Me dirigí despacio hacia la salida y me adentré despacio por lo que llaman la senda de la destrucción. Recuerdo que pensé: Qué oportuno. Recuerdo que pensé: Qué emocionante va a resultar. Mi transformación. Mi vida estaba a punto de empezar de nuevo. Esta vez podría ser una prestigiosa neurocirujana, o artista. A nadie le importaría mi físico. La gente vería mi arte, lo que yo hacía, en lugar de cuál era mi aspecto, y todo el mundo me querría.

Por último, pensé que volvería a crecer, a cambiar, a adaptarme, a evolucionar. Tendría que enfrentarme a un desafío físico.

No podía esperar. Saqué la pistola de la guantera. Me puse un guante para protegerme de las quemaduras de la pólvora y estiré el brazo para apuntar desde fuera de la ventanilla. La pistola estaba a menos de un metro. Podría haberme matado, pero para entonces la idea no me parecía trágica.
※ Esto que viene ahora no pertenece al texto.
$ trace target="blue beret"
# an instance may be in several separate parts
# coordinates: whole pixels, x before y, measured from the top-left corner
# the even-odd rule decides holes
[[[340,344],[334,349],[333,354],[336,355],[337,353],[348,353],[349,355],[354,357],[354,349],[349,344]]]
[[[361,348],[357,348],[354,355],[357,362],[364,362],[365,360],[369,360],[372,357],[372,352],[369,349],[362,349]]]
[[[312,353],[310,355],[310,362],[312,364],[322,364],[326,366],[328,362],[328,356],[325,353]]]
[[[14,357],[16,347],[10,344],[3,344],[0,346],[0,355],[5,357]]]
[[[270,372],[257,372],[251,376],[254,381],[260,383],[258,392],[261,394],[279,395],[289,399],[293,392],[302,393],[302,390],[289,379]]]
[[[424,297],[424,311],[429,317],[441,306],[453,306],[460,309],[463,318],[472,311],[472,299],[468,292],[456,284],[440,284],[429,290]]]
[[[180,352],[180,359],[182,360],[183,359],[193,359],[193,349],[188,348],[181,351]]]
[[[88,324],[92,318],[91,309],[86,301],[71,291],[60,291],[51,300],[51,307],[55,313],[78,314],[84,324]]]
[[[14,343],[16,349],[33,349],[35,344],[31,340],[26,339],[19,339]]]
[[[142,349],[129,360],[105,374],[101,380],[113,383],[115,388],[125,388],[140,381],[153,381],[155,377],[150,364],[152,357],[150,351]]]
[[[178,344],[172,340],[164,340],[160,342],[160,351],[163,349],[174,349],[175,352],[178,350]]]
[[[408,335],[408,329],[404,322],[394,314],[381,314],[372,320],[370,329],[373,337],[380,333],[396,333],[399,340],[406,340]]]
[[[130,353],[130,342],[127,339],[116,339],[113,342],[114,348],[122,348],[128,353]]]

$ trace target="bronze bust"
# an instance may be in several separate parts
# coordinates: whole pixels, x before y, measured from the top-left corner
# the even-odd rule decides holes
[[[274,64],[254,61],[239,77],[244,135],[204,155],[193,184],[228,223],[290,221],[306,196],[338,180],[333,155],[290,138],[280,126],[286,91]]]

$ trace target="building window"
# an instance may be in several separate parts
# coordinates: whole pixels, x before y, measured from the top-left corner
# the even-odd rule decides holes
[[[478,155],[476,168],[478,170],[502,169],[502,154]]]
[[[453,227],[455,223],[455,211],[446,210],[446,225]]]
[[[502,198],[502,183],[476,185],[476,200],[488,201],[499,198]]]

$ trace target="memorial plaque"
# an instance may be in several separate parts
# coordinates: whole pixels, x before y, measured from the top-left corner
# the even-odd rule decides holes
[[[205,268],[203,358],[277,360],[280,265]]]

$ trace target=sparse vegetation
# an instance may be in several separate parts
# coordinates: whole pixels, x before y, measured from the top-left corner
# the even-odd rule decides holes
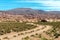
[[[36,26],[20,23],[20,22],[0,22],[0,35],[10,33],[12,31],[14,32],[20,32],[20,31],[26,31],[35,28]]]
[[[35,24],[40,25],[51,25],[52,29],[46,32],[52,37],[58,38],[60,36],[60,22],[36,22]]]

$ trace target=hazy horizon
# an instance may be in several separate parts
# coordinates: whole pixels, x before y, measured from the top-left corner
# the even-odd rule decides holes
[[[0,0],[0,10],[32,8],[44,11],[60,11],[60,0]]]

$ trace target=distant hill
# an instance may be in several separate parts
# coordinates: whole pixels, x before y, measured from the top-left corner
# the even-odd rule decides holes
[[[7,11],[0,11],[0,15],[11,14],[11,15],[24,15],[24,17],[37,17],[37,18],[59,18],[60,11],[44,11],[35,10],[31,8],[16,8]]]

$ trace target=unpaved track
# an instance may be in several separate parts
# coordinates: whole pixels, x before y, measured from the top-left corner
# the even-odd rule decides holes
[[[36,25],[36,24],[32,23],[31,25]],[[12,33],[0,36],[0,38],[2,40],[8,40],[8,39],[3,39],[4,37],[8,37],[9,40],[22,40],[22,38],[24,38],[26,36],[31,36],[31,35],[34,35],[36,33],[43,33],[44,31],[47,31],[49,29],[51,29],[51,26],[49,26],[49,25],[46,25],[46,26],[37,25],[37,27],[34,28],[34,29],[31,29],[31,30],[28,30],[28,31],[22,31],[22,32],[18,32],[18,33],[12,32]],[[20,34],[20,33],[24,33],[24,34],[18,36],[18,34]],[[13,37],[14,35],[16,35],[16,37]]]

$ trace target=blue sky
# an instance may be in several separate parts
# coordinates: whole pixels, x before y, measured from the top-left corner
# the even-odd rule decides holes
[[[0,0],[0,10],[10,10],[14,8],[60,11],[60,0]]]

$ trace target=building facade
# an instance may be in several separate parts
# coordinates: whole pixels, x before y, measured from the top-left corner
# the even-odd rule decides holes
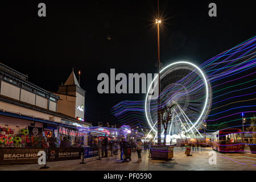
[[[75,75],[74,76],[74,79],[76,79]],[[79,117],[84,119],[84,113],[76,113],[76,104],[84,106],[84,94],[82,99],[80,96],[73,94],[75,105],[72,106],[63,102],[63,96],[35,85],[28,81],[27,76],[0,63],[0,144],[2,147],[11,147],[10,144],[13,143],[5,138],[7,134],[21,139],[26,135],[41,135],[58,138],[60,144],[63,140],[68,140],[67,143],[70,145],[76,144],[77,138],[82,135],[78,128],[92,126],[91,123],[78,119]],[[67,108],[64,109],[65,106]],[[20,133],[26,131],[22,129],[27,130],[28,134]],[[83,137],[86,138],[86,135],[83,135]],[[27,141],[22,142],[24,147]],[[83,144],[86,145],[87,142],[85,139]]]

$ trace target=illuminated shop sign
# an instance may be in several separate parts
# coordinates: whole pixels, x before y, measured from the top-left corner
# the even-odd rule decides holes
[[[77,107],[77,110],[80,110],[80,111],[83,112],[84,111],[84,106],[83,105],[81,105],[81,106],[79,106]]]
[[[71,122],[71,121],[69,121],[65,120],[65,119],[61,119],[60,120],[60,122],[61,123],[66,124],[66,125],[68,125],[75,126],[78,126],[78,127],[82,127],[82,126],[81,126],[79,123],[75,123],[75,122]]]
[[[79,120],[80,121],[84,121],[84,118],[80,118],[80,117],[77,117],[77,120]]]

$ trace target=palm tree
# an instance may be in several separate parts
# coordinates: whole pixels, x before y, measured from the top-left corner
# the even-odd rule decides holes
[[[164,129],[164,138],[163,142],[164,145],[166,145],[166,136],[167,135],[168,126],[172,119],[172,107],[174,107],[175,105],[176,104],[167,105],[160,111],[161,122],[163,125],[163,127]]]

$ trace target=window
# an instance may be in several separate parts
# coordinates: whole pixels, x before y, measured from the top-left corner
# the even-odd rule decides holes
[[[10,79],[9,78],[7,78],[6,77],[5,77],[5,80],[6,80],[7,81],[9,81],[14,84],[17,85],[17,82],[16,81]]]
[[[56,99],[54,98],[50,97],[50,100],[52,100],[52,101],[56,102]]]
[[[40,95],[40,96],[43,96],[43,97],[46,97],[46,95],[44,94],[43,94],[43,93],[42,93],[42,92],[38,92],[38,94],[39,94],[39,95]]]

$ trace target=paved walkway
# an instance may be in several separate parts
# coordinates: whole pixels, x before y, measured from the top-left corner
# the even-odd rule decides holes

Esta transformación hacía que los pendientes por el cuerpo, los tatuajes y las marcas a fuego pareciesen insignificantes, todas esas pequeñas sublevaciones contra la moda que terminan por convertirse en moda. Esos intentos de tigre de papel por negar el buen aspecto y que al final solo consiguen reforzarlo.
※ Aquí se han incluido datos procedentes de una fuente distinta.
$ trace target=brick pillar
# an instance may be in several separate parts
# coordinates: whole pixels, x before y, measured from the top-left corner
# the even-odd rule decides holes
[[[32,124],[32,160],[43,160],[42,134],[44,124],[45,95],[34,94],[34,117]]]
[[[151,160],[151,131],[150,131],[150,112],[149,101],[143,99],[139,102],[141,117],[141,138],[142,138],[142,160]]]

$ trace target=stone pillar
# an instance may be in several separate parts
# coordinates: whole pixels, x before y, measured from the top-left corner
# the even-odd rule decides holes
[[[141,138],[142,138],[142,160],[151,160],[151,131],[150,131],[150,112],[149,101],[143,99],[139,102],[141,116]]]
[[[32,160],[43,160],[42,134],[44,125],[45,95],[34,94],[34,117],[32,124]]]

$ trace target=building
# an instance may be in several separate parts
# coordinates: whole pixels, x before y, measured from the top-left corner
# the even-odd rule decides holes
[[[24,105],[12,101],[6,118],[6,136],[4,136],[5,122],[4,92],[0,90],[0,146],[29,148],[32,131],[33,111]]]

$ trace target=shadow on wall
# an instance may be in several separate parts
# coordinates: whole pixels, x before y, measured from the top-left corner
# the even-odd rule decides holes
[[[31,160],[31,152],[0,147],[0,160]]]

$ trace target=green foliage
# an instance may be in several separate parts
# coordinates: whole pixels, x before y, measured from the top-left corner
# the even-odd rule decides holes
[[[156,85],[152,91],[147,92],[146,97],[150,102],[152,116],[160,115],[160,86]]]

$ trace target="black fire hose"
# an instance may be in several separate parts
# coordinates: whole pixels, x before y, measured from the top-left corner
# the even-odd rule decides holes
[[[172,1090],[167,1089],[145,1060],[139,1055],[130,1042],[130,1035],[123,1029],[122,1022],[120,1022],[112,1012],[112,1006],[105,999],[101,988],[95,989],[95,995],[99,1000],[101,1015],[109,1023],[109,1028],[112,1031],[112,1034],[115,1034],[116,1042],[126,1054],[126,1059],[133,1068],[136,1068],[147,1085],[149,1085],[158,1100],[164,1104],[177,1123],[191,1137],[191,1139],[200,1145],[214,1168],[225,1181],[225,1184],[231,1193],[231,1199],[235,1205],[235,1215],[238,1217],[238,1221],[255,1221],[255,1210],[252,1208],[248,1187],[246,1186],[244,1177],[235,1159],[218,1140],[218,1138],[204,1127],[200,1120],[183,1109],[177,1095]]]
Lo que recuerdo del disparo es que fue como recibir un golpe muy fuerte. La bala. Tardé un minuto en recuperar la visión, pero había sangre y mocos, babas y dientes desperdigados por el asiento del pasajero. Tuve que abrir la puerta del coche y coger el arma de donde se había caído. Estar en estado de shock facilitaba las cosas. Tiré la pistola y el guante en una alcantarilla del aparcamiento del hospital, por si alguien quiere pruebas.